The bill approved today would create a temporary worker program "to allow roughly 400,000 foreigners to come to the United States to work each year and would ultimately grant them citizenship as well," according to the New York Times. It also "emphasized border security and would nearly double the number of Border Patrol agents over the next five years, criminalize the construction of tunnels into the United States from another country and speed the deportation of illegal immigrants from countries other than Mexico." Other provisions in the legislation would "eliminate the provisions that ... criminalize immigrants for living here illegally and protect groups and individuals from being prosecuted for offering humanitarian assistance to illegal immigrants."
The most contentious provision is one which would "legalize the nation's 11 million undocumented immigrants and to grant them citizenship, provided that they hold jobs, pass criminal background checks, learn English and pay fines and back taxes." Workers would have to "work in the United States for six years before they could apply for permanent residency. They could apply for citizenship five years after that. Immigrants would have to pay a fine, back taxes and learn English."
Supporters of the plan says this is much more than a simple grant of amnesty; as Lindsey Graham put it, "To me that's not amnesty. That is working for the right over an 11-year period to become a citizen. It is not a blanket pardon. The president believes and most of us here believe that the 11 million undocumented people are also workers. We couldn't get by as a nation without those workers and without those people."

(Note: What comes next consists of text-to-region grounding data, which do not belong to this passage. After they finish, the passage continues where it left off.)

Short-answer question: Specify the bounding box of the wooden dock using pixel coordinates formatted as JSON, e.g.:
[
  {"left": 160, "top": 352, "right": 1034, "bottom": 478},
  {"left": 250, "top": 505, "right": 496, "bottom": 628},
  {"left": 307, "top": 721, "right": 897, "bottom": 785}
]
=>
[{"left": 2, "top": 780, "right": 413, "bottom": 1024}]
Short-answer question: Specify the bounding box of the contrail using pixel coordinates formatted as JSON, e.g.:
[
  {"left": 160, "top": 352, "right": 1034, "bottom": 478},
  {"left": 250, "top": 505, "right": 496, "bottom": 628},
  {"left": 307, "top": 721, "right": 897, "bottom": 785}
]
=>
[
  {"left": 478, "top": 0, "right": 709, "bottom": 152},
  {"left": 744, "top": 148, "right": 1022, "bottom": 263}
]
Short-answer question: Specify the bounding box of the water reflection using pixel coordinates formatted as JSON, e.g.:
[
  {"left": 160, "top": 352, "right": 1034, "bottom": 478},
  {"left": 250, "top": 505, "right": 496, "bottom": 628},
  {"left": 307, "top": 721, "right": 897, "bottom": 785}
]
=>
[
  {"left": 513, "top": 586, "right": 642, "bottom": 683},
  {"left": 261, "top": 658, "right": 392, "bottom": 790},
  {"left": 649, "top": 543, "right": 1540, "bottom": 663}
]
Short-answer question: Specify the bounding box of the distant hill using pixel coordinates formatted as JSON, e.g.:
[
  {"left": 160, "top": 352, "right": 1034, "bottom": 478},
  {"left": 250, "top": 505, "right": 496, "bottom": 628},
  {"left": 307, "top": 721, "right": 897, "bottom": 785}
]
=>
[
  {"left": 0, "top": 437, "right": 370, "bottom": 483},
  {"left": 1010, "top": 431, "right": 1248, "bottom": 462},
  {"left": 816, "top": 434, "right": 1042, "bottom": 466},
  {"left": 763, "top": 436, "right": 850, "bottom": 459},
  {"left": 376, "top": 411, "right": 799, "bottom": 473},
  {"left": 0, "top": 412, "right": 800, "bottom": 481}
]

In the Judiciary Committee, the bill passed by a vote of 12-6, with all eight Democrats as well as Republicans Graham, Arlen Specter, Mike DeWine and Sam Brownback in support. Senator McCain, a co-sponsor of the legalization plan (along with Senator Kennedy), expressed his support for the bill, and White House spokesman Scott McClellan voiced (at least tepid) Administration backing for the plan as well.
I think this bill strikes a good balance. It's a bipartisan and centrist solution to a problem that simply cannot be solved by building a wall or hiring more border guards. While the specifics will still obviously need to be hammered out, I think the basic groundwork of the bill passed today is a very good beginning, and I do hope that Senator Frist moves this version of the legislation to the floor for the Senate to debate. To thwart the will of a bipartisan majority of the Committee just because some Republicans disagree would be inappropriate and unwise.